A life insurance policy pays a specified beneficiary in case of a person’s death or critical illness. It is a contract between the insurer and the insured. A policy can also be purchased for a terminal illness. A life insurance will pay a designated beneficiary even if the insured becomes ill or dies due to an accident. However, it is important to note that a life assurance plan can only be bought with the requisite health and financial information.

A Look at Life Insurance

A term policy is usually shorter than a whole life insurance policy. A universal life insurance plan is not limited to a single person. It is available for people of all ages and health conditions. Many people prefer to obtain life insurance for their spouse and children. A whole family policy is a good idea, but you need to make sure that you don’t go over the maximum amount. A term is a term that lasts until the person dies. It does not matter what the age of the insured is.
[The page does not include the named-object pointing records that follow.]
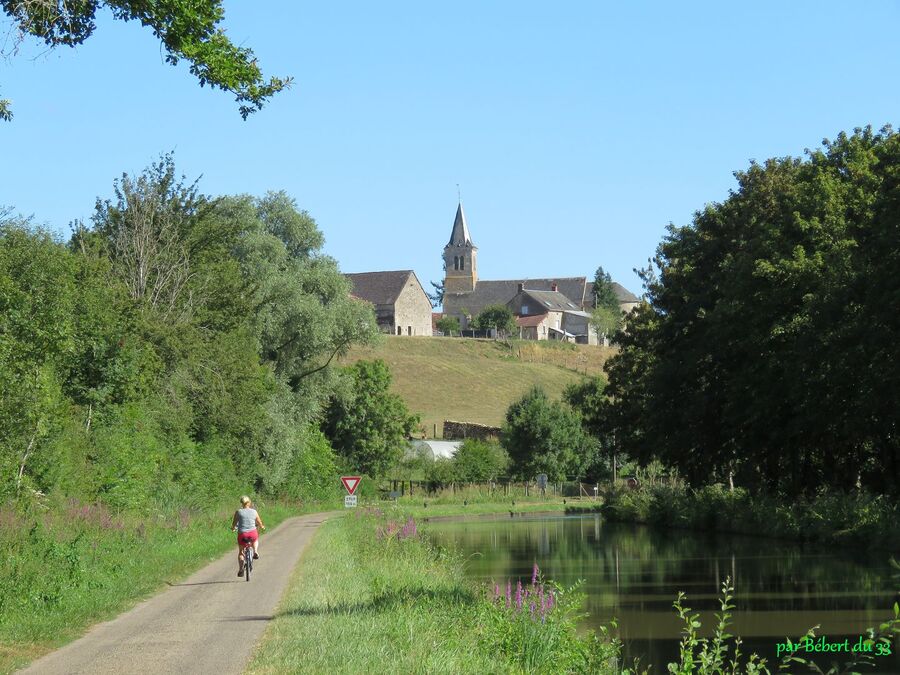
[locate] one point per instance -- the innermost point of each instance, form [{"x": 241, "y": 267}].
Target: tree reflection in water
[{"x": 634, "y": 572}]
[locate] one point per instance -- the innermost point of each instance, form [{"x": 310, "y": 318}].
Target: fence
[{"x": 492, "y": 490}]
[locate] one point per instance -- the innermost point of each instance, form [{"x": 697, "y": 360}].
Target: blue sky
[{"x": 577, "y": 131}]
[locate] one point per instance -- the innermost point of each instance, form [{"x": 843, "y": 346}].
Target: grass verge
[{"x": 66, "y": 570}]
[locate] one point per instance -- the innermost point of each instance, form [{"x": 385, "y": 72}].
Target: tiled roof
[
  {"x": 500, "y": 292},
  {"x": 379, "y": 288},
  {"x": 551, "y": 300},
  {"x": 526, "y": 321},
  {"x": 622, "y": 293}
]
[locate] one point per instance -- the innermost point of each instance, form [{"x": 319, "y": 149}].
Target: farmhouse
[
  {"x": 550, "y": 308},
  {"x": 401, "y": 306}
]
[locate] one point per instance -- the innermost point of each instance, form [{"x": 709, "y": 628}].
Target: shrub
[{"x": 479, "y": 461}]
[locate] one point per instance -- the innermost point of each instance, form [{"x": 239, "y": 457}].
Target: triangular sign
[{"x": 350, "y": 482}]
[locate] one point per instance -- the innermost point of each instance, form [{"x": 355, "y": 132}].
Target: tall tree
[
  {"x": 499, "y": 317},
  {"x": 368, "y": 424},
  {"x": 187, "y": 30},
  {"x": 766, "y": 350},
  {"x": 606, "y": 317},
  {"x": 544, "y": 436}
]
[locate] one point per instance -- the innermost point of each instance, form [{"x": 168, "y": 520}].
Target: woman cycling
[{"x": 245, "y": 521}]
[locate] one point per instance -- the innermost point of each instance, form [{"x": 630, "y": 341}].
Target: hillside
[{"x": 476, "y": 380}]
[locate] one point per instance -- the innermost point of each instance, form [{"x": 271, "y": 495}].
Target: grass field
[
  {"x": 476, "y": 380},
  {"x": 73, "y": 569}
]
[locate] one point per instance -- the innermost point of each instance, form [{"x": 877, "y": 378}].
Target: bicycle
[{"x": 248, "y": 558}]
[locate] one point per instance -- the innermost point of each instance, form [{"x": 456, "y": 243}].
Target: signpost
[{"x": 350, "y": 484}]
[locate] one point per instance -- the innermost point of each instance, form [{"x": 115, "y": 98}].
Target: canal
[{"x": 633, "y": 573}]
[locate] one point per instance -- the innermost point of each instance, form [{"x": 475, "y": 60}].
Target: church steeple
[
  {"x": 460, "y": 262},
  {"x": 460, "y": 235}
]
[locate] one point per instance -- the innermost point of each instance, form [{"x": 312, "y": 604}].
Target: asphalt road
[{"x": 208, "y": 623}]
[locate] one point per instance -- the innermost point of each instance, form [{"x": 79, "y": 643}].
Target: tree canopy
[
  {"x": 544, "y": 436},
  {"x": 187, "y": 30},
  {"x": 366, "y": 423},
  {"x": 177, "y": 348},
  {"x": 495, "y": 316},
  {"x": 606, "y": 317},
  {"x": 767, "y": 349}
]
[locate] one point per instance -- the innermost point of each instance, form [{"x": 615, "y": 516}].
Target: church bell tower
[{"x": 460, "y": 261}]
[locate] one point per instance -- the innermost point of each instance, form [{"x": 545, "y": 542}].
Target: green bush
[{"x": 478, "y": 461}]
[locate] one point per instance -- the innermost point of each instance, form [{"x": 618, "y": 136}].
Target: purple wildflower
[{"x": 409, "y": 529}]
When applying for a life insurance policy, it is vital that you determine the amount you need to keep beneficiaries comfortable. A life insurance policy may not be the best option for your needs, but it can help your family. A single policy is not enough to cover all the expenses that can occur after a person passes away. You need to analyze the financial situation and choose a plan accordingly. This way, you can avoid making a mistake of overspending on your life insurance.

Cost of Premium

In addition to life insurance, a person must consider the price of the policy. The premiums will vary according to the amount of coverage needed. If you have a specific amount of money, you will pay a lower premium than the one with the same coverage. If you do not have enough money, a term or a whole life insurance policy may be a good option. This will give your beneficiary the cash they need to cover expenses.
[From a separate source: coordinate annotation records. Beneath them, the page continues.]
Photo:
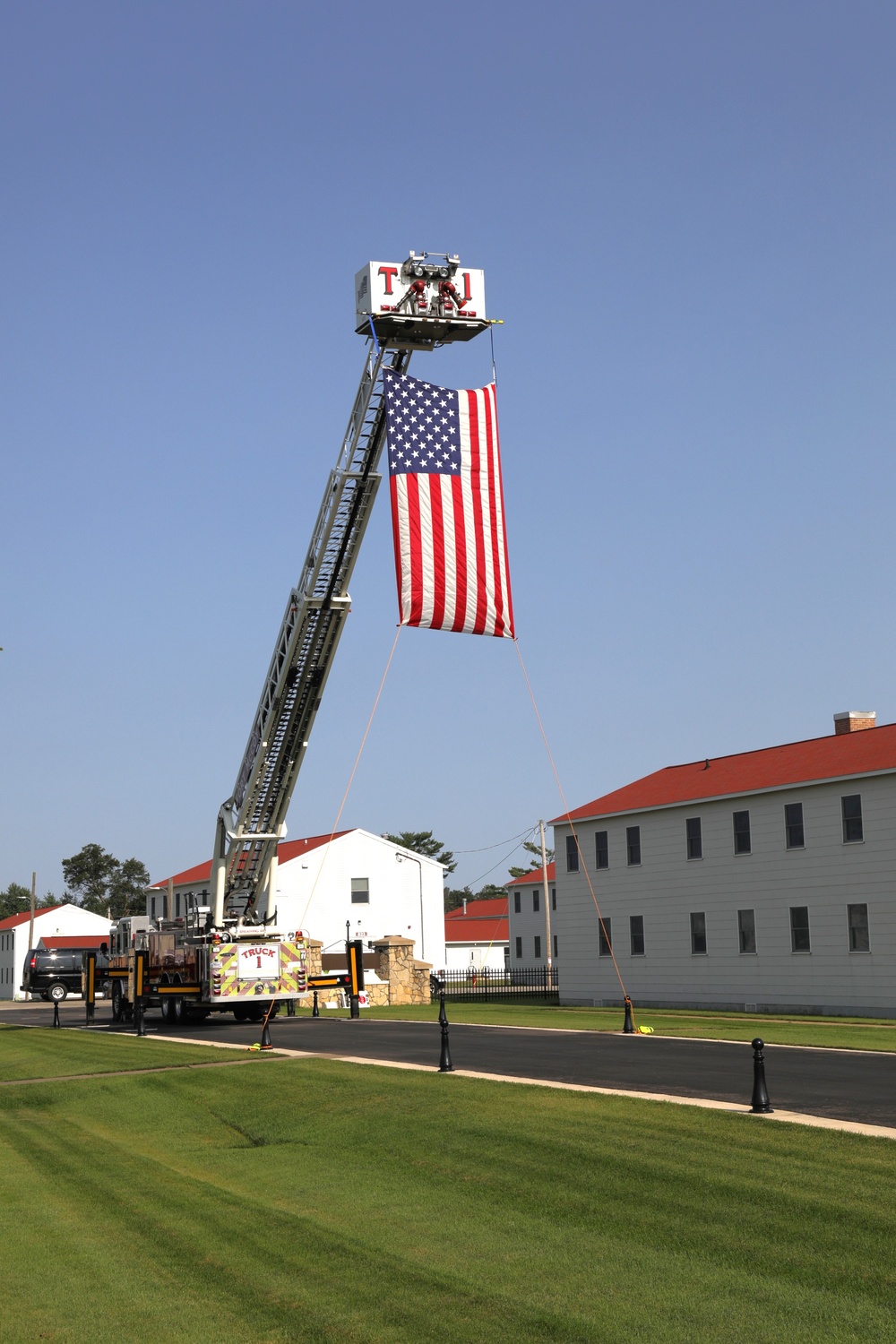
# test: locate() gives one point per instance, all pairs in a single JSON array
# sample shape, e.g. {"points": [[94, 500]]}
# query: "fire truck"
{"points": [[231, 954]]}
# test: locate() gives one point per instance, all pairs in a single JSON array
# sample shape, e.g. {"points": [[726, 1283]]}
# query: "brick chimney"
{"points": [[855, 720]]}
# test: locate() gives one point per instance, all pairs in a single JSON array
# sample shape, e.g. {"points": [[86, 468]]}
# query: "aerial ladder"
{"points": [[220, 957]]}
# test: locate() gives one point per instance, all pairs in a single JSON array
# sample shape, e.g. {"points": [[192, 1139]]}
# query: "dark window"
{"points": [[852, 817], [858, 937], [742, 832], [699, 932], [360, 892], [799, 929], [747, 930], [794, 825]]}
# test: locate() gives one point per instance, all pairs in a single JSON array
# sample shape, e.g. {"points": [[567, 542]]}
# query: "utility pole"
{"points": [[34, 892], [547, 895]]}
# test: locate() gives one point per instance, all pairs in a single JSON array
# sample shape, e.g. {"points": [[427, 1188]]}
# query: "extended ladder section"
{"points": [[252, 822]]}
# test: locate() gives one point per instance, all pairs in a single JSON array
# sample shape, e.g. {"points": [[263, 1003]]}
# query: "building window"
{"points": [[360, 892], [794, 825], [852, 806], [799, 929], [858, 935], [747, 930], [742, 832], [699, 932]]}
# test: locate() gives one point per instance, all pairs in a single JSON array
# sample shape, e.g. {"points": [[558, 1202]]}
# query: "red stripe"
{"points": [[478, 624], [397, 542], [417, 548], [438, 550], [506, 558], [460, 553], [493, 513]]}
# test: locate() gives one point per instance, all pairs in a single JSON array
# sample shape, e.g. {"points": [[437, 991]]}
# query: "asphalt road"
{"points": [[842, 1085]]}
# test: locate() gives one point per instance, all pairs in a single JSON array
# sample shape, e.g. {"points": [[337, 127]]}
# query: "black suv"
{"points": [[56, 975]]}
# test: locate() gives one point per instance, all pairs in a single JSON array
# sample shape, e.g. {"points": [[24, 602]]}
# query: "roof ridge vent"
{"points": [[855, 720]]}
When Life Insurance is More than Life Insurance

There are several types of life insurance policies. The most common type of a policy is an annuity. This type of policy offers a specified amount of money upon the death of the insured person. A special needs trust is another type of life insurance. The insured person can use the money to fund a special trust. A life insurance plan can also be used to protect a business. A special needs trust is an important tool to help your family.

Besides life insurance, a term life policy is a type of term life. This kind of insurance will provide the beneficiaries with a cash equivalent to the insured person’s face value. For example, a term life policy is more affordable and flexible than a permanent one. In a permanent life policy will provide coverage for the surviving spouse, but a term life policy will provide cover for the spouse’s dependents’ needs.